A few minutes later, she appeared in the bedroom door with a small overnight bag.

"Lucas, I want to tell you that I'm sorry for..."

"No," I interrupted her. "I already told you I don't want to hear it." Yeah, full sulking mode.

"Okay," she nodded sadly. "Oliver has agreed..."

"Oliver? You're leaving me for a dude named Oliver?" I asked as if it was an unusual name.

"What?" she asked, a bit confused. "Anyway, he has offered to pay off my half of our debt, so this will help you to get out of this... well... situation."

"5.300? He bought you for lousy 5.300 Euro?"

"You asshole! He didn't buy me. How dare you say that to me?" She took a deep breath and calmed down. "Look, I don't want to turn our goodbye into an argument. Thank you for the years we've had and know that I still love only you and always will."

She sounded too formal and rehearsed to really touch me. That bitch. They say there is a fine line between love and hate. Problem was, I was still safely on the love side of that line with no hate in sight. I was not going to show weakness now, though.

"Yeah, whatever." I tried to sound as unaffected as possible and was pretty sure that I succeeded. Even small victories counted.

She looked profoundly unhappy about my refusal to turn this into a sappy parting scene when the doorbell rang. She opened the door and revealed a smallish, rather average looking guy. That's when I realized that she had planned this evening in detail, and that didn't really help to alleviate my anger.

He seemed to be about 15 years older than our 22. He was about 20 centimeters shorter than me and not ugly, but definitely not a looker. I thought that he was lucky that I didn't open a window as he could have been blown away by a slight breeze. I was disappointed that she left me for Mr. Average, but what annoyed me most was his damn happiness. He looked like he had just won the lottery and could barely keep himself from joyfully jumping around like a little boy. The way he looked at her made clear that he adored her, maybe even worshipped her.

"Laura! Finally! I'm so happy..." he started when he was about to embrace and kiss her.

"Stop, Oliver. Not here, in front of Lucas. Let's give him some respect. Lucas," she started, moved towards me and was about to begin the tearful goodbye scene she had planned. Probably even rehearsed, damn her.

"No. Just go. I don't want to hear it."

"What?"

"Go. I don't want this shit. You've rejected me like yesterday's..." I hated myself for being too confused to complete the sentence. "Like yesterday's whatever. Now just go, please. Let's make this short and painful instead of long and painful."

"Oh, okay. I'm sorry." Damn, she said it again, despite me not wanting her to. "Farewell, my love." For a woman about to start her new life with her new man, she sure looked like shit.

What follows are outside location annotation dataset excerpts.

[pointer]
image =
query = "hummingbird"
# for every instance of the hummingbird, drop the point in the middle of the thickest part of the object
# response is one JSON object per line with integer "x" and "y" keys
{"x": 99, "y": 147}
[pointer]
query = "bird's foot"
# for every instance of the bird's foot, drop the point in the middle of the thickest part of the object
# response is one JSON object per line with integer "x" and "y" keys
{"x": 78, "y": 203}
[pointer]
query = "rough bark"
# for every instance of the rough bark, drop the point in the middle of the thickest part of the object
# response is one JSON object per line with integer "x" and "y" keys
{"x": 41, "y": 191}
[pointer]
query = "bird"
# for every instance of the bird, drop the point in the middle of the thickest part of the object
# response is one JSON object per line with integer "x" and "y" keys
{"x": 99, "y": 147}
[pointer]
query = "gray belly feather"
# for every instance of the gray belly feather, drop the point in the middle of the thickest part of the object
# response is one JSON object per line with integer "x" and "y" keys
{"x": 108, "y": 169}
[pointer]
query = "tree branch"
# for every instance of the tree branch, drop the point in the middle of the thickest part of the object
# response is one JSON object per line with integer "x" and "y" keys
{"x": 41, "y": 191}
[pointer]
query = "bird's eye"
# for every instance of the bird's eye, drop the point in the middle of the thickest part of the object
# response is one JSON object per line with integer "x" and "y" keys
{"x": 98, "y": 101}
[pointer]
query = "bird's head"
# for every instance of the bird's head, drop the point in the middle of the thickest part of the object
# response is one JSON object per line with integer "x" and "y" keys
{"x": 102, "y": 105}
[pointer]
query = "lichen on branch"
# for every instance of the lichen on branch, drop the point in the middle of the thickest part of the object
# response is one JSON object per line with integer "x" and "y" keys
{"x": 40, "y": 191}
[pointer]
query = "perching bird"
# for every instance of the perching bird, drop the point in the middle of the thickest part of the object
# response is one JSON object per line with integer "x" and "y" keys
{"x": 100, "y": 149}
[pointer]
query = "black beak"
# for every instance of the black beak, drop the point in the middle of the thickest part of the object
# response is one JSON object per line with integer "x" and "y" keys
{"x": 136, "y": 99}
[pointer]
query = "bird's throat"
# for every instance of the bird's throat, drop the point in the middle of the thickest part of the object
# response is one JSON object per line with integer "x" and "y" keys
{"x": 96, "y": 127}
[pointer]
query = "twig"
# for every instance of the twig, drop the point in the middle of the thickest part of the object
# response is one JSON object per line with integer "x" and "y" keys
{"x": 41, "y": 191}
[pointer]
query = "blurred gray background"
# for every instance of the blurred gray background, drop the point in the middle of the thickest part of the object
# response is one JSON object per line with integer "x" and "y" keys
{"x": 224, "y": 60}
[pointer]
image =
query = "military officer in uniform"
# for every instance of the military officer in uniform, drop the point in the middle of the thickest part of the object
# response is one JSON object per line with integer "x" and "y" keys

The door closed and I was more alone than I've ever been in my life. I was unable to stop myself from looking out of the window and saw the mismatched couple walking towards a fucking Porsche. 911. Turbo. Damn. Convertible. Current model. Shit, exactly how much money did this guy have? Much more than I had, obviously. I was so poor that I didn't even know what these things cost.

"Fuck!" I shouted and punched the sofa. "Fuck!" I repeated, just to make the point clear. As if anyone was listening.

* * * * *

I've always been quite popular with the ladies, and after a few weeks of being undecided whether to be depressed, angry or sulking, I sought female companionship again. It was as hollow and empty as could be expected. None of them could replace Laura, although there were some stunning ladies among them. We'd had so much more than just the physical aspects.

Laura made good on her promise to pay off her part of our debts. I'm sure that she could have paid off all of them, but she had the common sense to not do that. It would have been like a sale, like compensating my loss with money, and that would have been tasteless.

I got along much better financially. My income was meager, but still much higher than hers had been. With half of our debts gone, I was able to breathe again. Of course, I still wished I had her instead. I admitted that her life might be better, at least materially. She probably had a nice car, a warm house, she travelled to interesting places, but what was that compared to true love? Quite a lot, it seemed. Enough to leave the love of her life, apparently.